Symptomatic pituitary apoplexy can show hemorrhage symptoms like headache that range according to the stage of pituitary apoplexies such as nausea, reduction of consciousness, pituitary deficiencies, and visual disturbance such as visual field defects, decreased vision, and ophthalmoplegia. Besides these symptoms, pituitary dysfunction symptoms are detected such as fever without inflammatory cause, disturbance of one or more hormone regulations, and decrease in blood supply.[18,19]

According to these life-threatening symptoms, the intervention of diagnostic methods must participate in order of understanding the etiology with the pathophysiology of pituitary apoplexy. Although pituitary apoplexy is considered an urgent diagnosis, some lines should be added to hurry in diagnosis with a proper and accurate diagnosis as well. Studies were involved in diagnostic methods which were mainly searching for the fastest way in detecting this disorder. These studies were grouping pituitary apoplexy patients into three groups according to the severity from A to C, (A) acute, (B) subacute, and (C) non-acute. The acute group was of patients having acute headaches and detecting the failure of cortisol levels. Compared to group A, group B is with half of acute headache symptoms. The c group is patients without acute headaches.[24]

Diagnostic tools were experienced on these patients as CT, but they could not detect hemorrhage in the pituitary gland. Besides CT, MRI was helpful and considered one of the pituitary apoplexy diagnostic methods as it was detecting the changes and hemorrhage in tumors of the pituitary gland. This helpful study was only able to subtype pituitary apoplexy to understand its stage of it without full information on both etiology and pathophysiology. Corresponding to radiological findings, hypopituitarism and prolactin level changes were detected in pituitary apoplexy patients in the studies.[18,19]

Despite the fact of detecting the diagnostic methods without explanation of etiology and pathophysiology, treatment remained with the available treatments. Surgery is the main step to stopping the hemorrhage, especially in severe cases. Forward step after surgery, hormonal replacement medication is advoked to use depending on hormonal disturbance from one patient to another. Last but not least, it was managed with help of studies to differentiate in diagnosis between RCVS and pituitary apoplexy.[18]

TREATMENTS

Regarding the fact of the modern discovery of RCVS in 1962, the etiology and mechanism of pathophysiology have remained unclear explanations. Regarding that, treatments as well are only depending on suffering symptoms only. Unfortunately, there is no form of treatment to be only for RCVS. Contrary to that, available treatments and surgeries can help in reducing symptoms.
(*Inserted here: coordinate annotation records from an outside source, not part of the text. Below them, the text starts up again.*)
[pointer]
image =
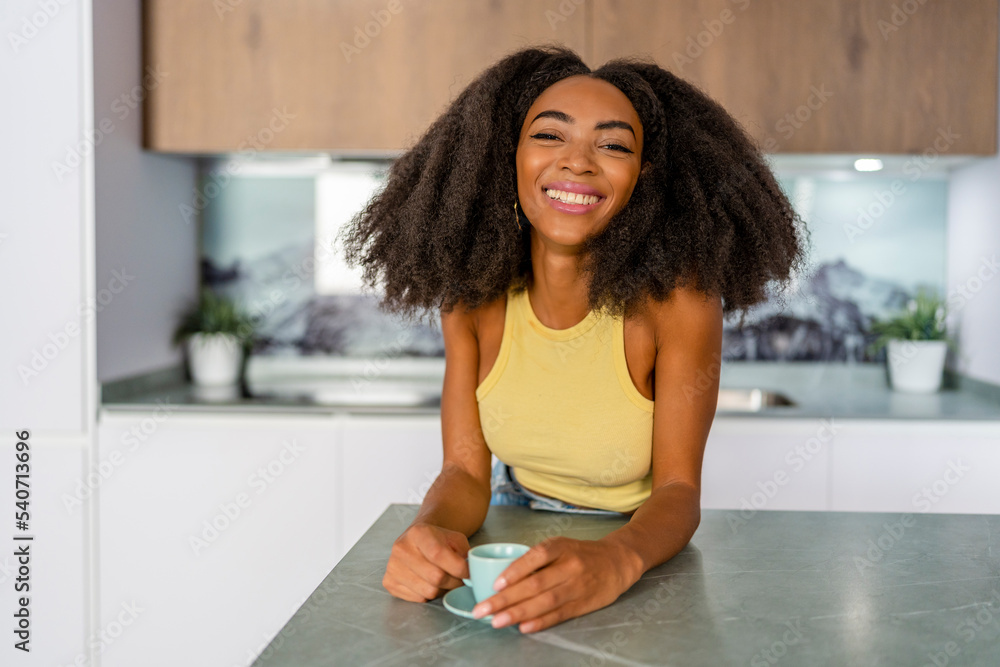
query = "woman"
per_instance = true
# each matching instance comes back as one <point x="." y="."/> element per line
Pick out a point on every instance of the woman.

RCVS had been known with vasoconstriction and changes in the vascular tone. Regarding that, vasodilators should be described to those patients. Vasodilators as calcium channel blockers will help in the dilation of vessels by reducing systolic blood pressure and so compromise cerebral perfusion in patients with severe vasoconstriction. Another vasodilator is Nimodipine, it is widely used and has better elective action on cerebral circulation.[20]
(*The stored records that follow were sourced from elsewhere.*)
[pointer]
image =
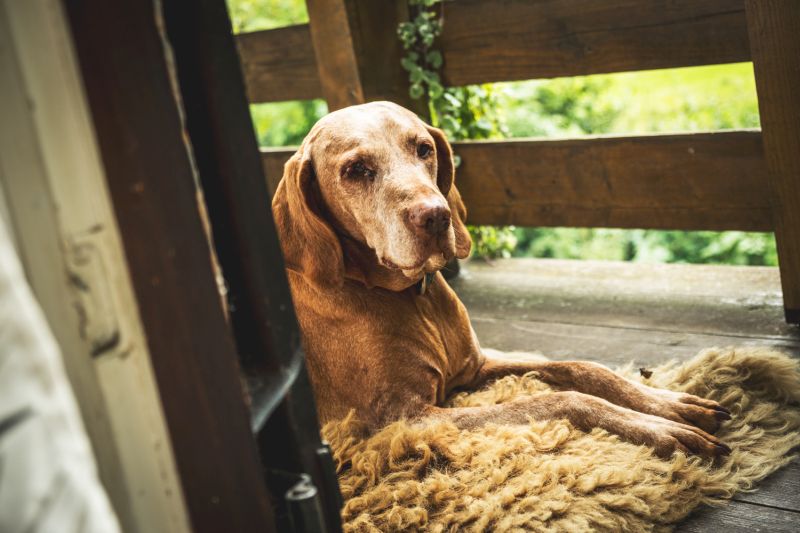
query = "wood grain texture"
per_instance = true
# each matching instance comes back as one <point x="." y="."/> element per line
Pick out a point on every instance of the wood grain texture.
<point x="781" y="489"/>
<point x="153" y="190"/>
<point x="707" y="181"/>
<point x="775" y="40"/>
<point x="337" y="63"/>
<point x="503" y="40"/>
<point x="710" y="181"/>
<point x="279" y="64"/>
<point x="615" y="312"/>
<point x="739" y="517"/>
Regarding headaches, it is mostly advised Valsalva maneuvers for headaches in a few days or even weeks depending on the severity of the headache. Monitoring of elevated blood pressure is also thought to decrease headache severity. Noting that reducing the number of episodes and severity of the headache, both prospective and retrospective studies suggest that it does not affect the time course of cerebral vasoconstriction. Other treatments that can vary from one patient to another depending on the suffering symptom are treating seizures by antiepileptics treatment.

Last but not least, treatments and methods can vary from one patient to another regarding the symptoms, but most commonly in severe cases milrinone, nimodipine, and epoprostenol administered intra-arterially, and balloon angioplasty with variable success have been used as well as medications for reducing headache.

DISCUSSION

RCVS is a neurovascular disorder that affects individuals in middle-aged of their life. RCVS patients suffer mainly from headaches known as thunderclap headaches. Additional to headaches, minor symptoms occur such as nausea, vomiting, neurological deficits, and cerebrovascular diseases. The severity of RCVS can increase the chance of occurrence of seizures as well as elevation of blood pressure. Regarding symptoms, segmental arterial constriction may occur with resolving within 3 months. Regarding studies, it affects more commonly women aged between 20 and 50 years.

RCVS can occur both spontaneously or by triggers. Triggers that increase the chance of RCVS include vasoactive drugs such as triptans and selective serotonin reuptake inhibitors, alcohol, Puerperium, sexual activity, and tumors such as Pheochromocytoma and Paraganglioma. Additionally to that, in 2020 there were studies involved with SARS-Cov-2 and RCVS. It was noted that SARS-CoV-2 may trigger RCVS because of the direct interaction of the virus with endothelial cells and Angiotensin-converting enzyme type 2 receptors, with subsequent possible alterations of vessel caliber.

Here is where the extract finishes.